Notably, the figures and examples above are not meant to limit the scope of the present invention to a single embodiment, as other embodiments are possible by way of interchange of some or all of the described or illustrated elements. Moreover, where certain elements of the present invention can be partially or fully implemented using known components, only those portions of such known components that are necessary for an understanding of the present invention are described, and detailed descriptions of other portions of such known components are omitted so as not to obscure the invention. In the present specification, an embodiment showing a singular component should not necessarily be limited to other embodiments including a plurality of the same component, and vice-versa, unless explicitly stated otherwise herein.
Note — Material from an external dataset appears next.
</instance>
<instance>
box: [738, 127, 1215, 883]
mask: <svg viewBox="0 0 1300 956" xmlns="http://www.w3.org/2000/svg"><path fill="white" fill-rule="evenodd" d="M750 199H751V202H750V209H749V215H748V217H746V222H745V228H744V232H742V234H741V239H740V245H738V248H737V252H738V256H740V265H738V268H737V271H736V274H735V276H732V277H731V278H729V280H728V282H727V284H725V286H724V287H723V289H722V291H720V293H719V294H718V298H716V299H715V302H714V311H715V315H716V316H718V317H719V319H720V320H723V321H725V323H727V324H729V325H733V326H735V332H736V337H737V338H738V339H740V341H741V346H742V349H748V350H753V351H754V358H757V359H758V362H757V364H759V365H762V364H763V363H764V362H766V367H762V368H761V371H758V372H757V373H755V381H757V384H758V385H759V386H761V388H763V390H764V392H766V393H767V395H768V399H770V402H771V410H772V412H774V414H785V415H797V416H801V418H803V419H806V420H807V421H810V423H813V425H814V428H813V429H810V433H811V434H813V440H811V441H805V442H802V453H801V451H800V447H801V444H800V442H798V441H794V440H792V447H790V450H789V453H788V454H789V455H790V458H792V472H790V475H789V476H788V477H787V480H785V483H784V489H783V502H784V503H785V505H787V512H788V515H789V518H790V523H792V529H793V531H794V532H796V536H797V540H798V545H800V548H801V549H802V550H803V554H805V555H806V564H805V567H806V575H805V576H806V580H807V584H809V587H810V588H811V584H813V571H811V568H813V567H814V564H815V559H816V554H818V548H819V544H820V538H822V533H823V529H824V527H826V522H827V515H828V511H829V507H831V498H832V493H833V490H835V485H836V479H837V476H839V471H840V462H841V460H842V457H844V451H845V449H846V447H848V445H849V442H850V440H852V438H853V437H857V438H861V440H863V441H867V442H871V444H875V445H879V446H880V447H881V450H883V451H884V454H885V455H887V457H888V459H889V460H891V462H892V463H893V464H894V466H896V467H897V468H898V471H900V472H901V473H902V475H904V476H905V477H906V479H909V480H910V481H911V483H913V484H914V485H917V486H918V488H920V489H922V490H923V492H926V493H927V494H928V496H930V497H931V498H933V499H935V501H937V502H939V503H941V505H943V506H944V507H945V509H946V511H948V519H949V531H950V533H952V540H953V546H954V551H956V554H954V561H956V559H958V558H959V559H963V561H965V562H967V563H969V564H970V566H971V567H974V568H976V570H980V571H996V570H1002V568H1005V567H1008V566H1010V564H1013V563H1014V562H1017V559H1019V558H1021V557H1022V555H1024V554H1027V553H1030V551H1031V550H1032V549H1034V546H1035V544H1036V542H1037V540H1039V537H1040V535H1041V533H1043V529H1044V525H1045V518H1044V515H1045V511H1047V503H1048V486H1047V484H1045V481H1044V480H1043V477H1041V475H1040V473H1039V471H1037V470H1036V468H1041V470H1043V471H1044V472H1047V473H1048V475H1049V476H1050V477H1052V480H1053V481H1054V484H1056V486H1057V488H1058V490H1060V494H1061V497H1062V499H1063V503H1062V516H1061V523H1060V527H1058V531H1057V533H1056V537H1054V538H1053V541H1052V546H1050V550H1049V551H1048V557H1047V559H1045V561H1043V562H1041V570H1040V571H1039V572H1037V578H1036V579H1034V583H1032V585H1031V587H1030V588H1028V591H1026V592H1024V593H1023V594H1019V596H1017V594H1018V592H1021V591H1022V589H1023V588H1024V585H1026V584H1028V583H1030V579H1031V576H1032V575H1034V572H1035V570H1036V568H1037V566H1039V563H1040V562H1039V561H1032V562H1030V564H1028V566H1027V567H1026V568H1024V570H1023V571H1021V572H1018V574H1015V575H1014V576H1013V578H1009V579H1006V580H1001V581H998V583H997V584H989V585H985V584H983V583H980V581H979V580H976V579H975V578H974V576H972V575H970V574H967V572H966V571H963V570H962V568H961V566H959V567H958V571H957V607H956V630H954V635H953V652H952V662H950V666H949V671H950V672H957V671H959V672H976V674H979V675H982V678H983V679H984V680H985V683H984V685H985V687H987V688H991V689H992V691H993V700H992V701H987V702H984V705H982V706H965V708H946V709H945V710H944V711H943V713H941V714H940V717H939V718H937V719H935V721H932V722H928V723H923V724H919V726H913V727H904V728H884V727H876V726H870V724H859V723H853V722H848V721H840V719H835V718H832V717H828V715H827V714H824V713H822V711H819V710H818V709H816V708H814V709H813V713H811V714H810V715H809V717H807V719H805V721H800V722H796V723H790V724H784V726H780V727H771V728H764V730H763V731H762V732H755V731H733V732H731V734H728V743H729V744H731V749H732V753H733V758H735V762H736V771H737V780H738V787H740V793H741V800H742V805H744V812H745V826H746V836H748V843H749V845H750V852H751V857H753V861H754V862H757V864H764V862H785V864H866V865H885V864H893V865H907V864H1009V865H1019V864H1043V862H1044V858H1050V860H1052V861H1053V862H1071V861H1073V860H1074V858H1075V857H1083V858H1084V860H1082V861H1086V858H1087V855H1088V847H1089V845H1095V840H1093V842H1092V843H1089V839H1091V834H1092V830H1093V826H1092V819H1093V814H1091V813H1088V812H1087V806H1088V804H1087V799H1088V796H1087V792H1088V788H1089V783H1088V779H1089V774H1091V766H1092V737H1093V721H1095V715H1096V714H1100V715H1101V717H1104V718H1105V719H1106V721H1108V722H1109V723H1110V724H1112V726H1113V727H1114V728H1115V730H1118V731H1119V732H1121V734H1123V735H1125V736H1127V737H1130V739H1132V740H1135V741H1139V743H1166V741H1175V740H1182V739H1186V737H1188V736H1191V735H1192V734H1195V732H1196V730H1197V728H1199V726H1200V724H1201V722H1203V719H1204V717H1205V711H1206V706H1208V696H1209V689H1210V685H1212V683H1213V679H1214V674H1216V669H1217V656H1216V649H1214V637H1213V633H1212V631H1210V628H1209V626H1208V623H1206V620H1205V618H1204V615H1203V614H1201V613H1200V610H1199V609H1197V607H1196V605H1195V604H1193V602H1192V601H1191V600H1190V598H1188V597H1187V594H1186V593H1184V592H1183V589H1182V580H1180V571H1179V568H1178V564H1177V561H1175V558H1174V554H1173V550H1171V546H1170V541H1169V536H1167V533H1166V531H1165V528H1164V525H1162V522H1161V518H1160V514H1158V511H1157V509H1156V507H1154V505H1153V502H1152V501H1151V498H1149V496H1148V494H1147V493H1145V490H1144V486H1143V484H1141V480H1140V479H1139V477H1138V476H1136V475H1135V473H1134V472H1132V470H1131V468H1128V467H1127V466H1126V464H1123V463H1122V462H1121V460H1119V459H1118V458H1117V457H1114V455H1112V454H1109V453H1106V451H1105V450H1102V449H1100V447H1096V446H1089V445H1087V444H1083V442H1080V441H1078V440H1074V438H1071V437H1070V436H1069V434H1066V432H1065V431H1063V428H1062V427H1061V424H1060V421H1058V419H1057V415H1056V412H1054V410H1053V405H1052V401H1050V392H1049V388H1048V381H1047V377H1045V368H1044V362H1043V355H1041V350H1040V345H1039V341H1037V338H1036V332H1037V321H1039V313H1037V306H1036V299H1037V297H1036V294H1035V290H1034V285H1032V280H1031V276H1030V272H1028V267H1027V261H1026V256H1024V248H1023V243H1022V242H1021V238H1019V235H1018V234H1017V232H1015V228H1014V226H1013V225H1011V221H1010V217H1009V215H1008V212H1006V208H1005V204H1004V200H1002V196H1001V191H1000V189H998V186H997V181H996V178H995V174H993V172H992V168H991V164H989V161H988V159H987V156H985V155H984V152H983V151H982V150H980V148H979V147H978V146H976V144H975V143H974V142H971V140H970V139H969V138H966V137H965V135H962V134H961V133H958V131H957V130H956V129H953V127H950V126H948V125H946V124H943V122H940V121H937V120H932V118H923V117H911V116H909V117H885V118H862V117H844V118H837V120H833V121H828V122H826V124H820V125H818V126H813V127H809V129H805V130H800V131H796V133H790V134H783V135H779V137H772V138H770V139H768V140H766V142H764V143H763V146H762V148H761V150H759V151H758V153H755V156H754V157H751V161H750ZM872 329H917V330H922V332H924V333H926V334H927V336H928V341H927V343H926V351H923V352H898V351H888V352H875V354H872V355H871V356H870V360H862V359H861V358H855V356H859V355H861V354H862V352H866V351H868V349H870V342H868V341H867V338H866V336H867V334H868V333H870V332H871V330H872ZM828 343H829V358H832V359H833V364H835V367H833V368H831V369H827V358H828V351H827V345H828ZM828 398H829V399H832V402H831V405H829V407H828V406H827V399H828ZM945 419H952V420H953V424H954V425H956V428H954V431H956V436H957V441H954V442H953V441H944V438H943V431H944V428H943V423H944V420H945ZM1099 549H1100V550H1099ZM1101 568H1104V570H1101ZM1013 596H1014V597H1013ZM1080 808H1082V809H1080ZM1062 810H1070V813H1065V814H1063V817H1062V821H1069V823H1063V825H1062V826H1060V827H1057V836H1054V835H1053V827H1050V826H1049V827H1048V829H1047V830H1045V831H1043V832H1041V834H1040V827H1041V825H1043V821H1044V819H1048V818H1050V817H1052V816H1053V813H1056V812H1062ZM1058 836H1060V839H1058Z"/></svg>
Moreover, applicants do not intend for any term in the specification or claims to be ascribed an uncommon or special meaning unless explicitly set forth as such. Further, the present invention encompasses present and future known equivalents to the known components referred to herein by way of illustration.
The foregoing description of the specific embodiments so fully reveals the general nature of the invention that others can, by applying knowledge within the skill of the relevant art(s) (including the contents of the documents cited and incorporated by reference herein), readily modify and/or adapt for various applications such specific embodiments, without undue experimentation, without departing from the general concept of the present invention. Such adaptations and modifications are therefore intended to be within the meaning and range of equivalents of the disclosed embodiments, based on the teaching and guidance presented herein. It is to be understood that the phraseology or terminology herein is for the purpose of description and not of limitation, such that the terminology or phraseology of the present specification is to be interpreted by the skilled artisan in light of the teachings and guidance presented herein, in combination with the knowledge of one skilled in the relevant art(s).
While various embodiments of the present invention have been described above, it should be understood that they have been presented by way of example, and not limitation. It would be apparent to one skilled in the relevant art(s) that various changes in form and detail could be made therein without departing from the spirit and scope of the invention. Thus, the present invention should not be limited by any of the above-described exemplary embodiments, but should be defined only in accordance with the following claims and their equivalents.